The hardships that helped make men of boys are very humorously and touchingly told in Belfast actor/writer Dan Gordon’s tale, drawn partly from the lives his father and grandfather spent working in the factory.

The “indenture” a 16-year old signed for the privilege of a five-year apprenticeship in exchange for a £5 deposit had connotations of slavery, between meager pay, readily forfeited for damages; the absence of sick time; and the understanding that anyone who claimed against the company for injury would be fired.

So, the initiation rite encompassed acceptance of the pecking order in what was at its height, the world’s biggest shipyard, employing 35,000 men. Naive newcomers were set tasks like collecting “a bucket of steam,” assigned nicknames, and eventually they adopted the company mythology as their own. For example, remarking of the Titanic, “she was alright when she left us.”

Anyone tired of hearing of the Titanic, after last year’s centenary celebrations, need not fear “The Boat Factory.” It’s very much about a way of life, rather than boats. Besides, the play notes, the Titanic was just one of 1,700 ships built at the yard (between 1861 and 1960), and not even its fastest.

All the history and sociology is built into the seams, as the play tells how Davy Gordon (Dan Gordon) came to the factory at 16 and worked alongside Geordie Kilkpatrick (Michael Condron), who would become his best friend in life.

The mechanistic way the story is told is part of its poetry.

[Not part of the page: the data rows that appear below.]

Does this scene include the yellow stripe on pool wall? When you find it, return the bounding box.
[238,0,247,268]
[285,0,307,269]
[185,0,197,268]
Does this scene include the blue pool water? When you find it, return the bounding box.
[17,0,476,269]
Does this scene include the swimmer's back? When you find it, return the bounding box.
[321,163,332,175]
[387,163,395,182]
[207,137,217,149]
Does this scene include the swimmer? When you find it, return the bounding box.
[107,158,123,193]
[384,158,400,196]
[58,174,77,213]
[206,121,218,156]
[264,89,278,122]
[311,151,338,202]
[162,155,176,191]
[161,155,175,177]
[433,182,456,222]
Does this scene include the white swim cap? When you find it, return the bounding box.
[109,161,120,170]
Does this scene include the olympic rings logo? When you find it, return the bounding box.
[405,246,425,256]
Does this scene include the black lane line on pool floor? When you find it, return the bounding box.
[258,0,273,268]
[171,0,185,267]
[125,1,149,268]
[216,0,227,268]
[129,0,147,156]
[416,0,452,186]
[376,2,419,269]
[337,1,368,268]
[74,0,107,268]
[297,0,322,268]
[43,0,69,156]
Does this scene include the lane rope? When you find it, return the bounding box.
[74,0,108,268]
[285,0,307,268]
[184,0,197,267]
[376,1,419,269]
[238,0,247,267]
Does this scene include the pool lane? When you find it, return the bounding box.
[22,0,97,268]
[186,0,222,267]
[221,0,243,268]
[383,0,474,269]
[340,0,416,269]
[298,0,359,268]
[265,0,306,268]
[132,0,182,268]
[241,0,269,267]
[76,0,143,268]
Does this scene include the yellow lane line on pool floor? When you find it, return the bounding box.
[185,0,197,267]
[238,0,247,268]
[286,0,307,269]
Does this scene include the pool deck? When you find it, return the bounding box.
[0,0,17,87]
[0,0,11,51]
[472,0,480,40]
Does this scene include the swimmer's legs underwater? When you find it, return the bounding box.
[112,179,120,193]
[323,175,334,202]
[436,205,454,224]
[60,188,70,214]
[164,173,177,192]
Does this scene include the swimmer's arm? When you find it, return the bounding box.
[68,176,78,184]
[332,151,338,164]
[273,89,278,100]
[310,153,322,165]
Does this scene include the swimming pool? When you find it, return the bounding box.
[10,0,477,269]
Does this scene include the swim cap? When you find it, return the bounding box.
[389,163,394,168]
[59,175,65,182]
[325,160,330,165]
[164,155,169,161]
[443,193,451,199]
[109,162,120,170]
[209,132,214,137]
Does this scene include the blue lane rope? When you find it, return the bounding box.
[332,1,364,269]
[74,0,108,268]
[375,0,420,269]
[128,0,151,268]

Philip Crawford directs with a staccato beat, evoking hammering, as playful interludes between the two characters are interspersed with technical descriptions—exhaustive classifications of types of steel or nails, seemingly straight from training manuals. The technique is well used when the emotive scene after a fatal accident “cuts” to a treatise on methods of securing hinges.

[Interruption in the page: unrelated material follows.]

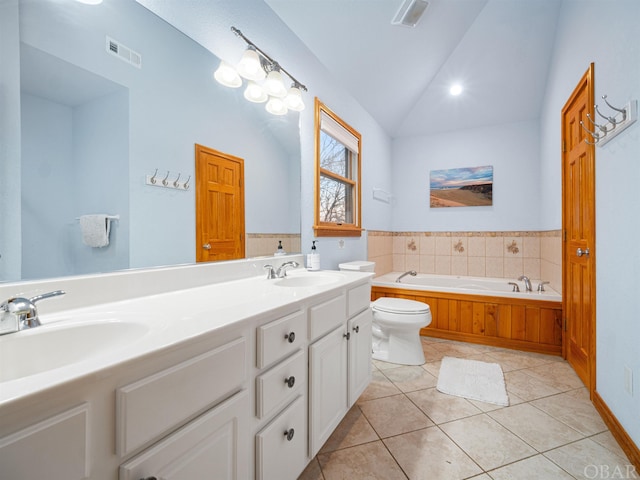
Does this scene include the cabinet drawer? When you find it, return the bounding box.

The simple set—scaffolding in front of a backdrop of the shipyard’s floor plan—also befits the type of thinking required at the shipyard.

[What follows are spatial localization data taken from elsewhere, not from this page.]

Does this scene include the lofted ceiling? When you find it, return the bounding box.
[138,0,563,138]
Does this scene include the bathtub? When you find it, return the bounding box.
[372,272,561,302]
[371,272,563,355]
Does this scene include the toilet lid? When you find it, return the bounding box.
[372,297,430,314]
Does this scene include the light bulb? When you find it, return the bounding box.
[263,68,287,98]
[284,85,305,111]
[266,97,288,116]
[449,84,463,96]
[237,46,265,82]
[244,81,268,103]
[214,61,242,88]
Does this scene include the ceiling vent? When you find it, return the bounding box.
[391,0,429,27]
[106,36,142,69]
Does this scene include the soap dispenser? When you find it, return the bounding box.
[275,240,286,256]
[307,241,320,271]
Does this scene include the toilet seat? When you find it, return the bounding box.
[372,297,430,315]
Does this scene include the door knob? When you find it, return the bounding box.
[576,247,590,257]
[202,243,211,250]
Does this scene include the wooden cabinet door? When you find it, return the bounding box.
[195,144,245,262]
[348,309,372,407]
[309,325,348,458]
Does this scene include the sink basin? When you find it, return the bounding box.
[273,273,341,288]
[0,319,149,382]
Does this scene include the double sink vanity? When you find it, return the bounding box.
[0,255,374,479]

When Davy (AKA Flash) Gordon’s doctor couldn’t give him a prognosis for his fatal lung condition (as asbestos, in fact, brought the demise of the playwright’s father), he was unimpressed. “We had to be right within 1/16 of an inch,” he said.

Gordon is great doing what anyone who has acted knows to be one of the hardest things to do: acting normal. He is completely solid as an ordinary guy.

Condron didn’t open so strongly but went on to dazzle in 32 roles played (no significance, we’re told): among them as a nurse, a gay salesman and as Gustav Wolff, the shipyard’s German co-founder.

From global dominance in 1900, “the wee yard” wound up displaced in shipbuilding by the 1960s, and known as “the great white whale.”

There are many references to being swallowed by forces greater than us in this play. Whatever our fate, we can laugh as we ride the wave, it suggests. The colloquial language alone is a tonic, such as on Davy’s first day on the job. An unrequited kiss from an older woman “was like having your lips sucked through a letterbox by a camel,” he said.

“The Boat Factory” had its U.S. premiere as part of the Brits Off Broadway annual festival. After June 30, it sails on to parts of the Republic, including County Donegal for July 12.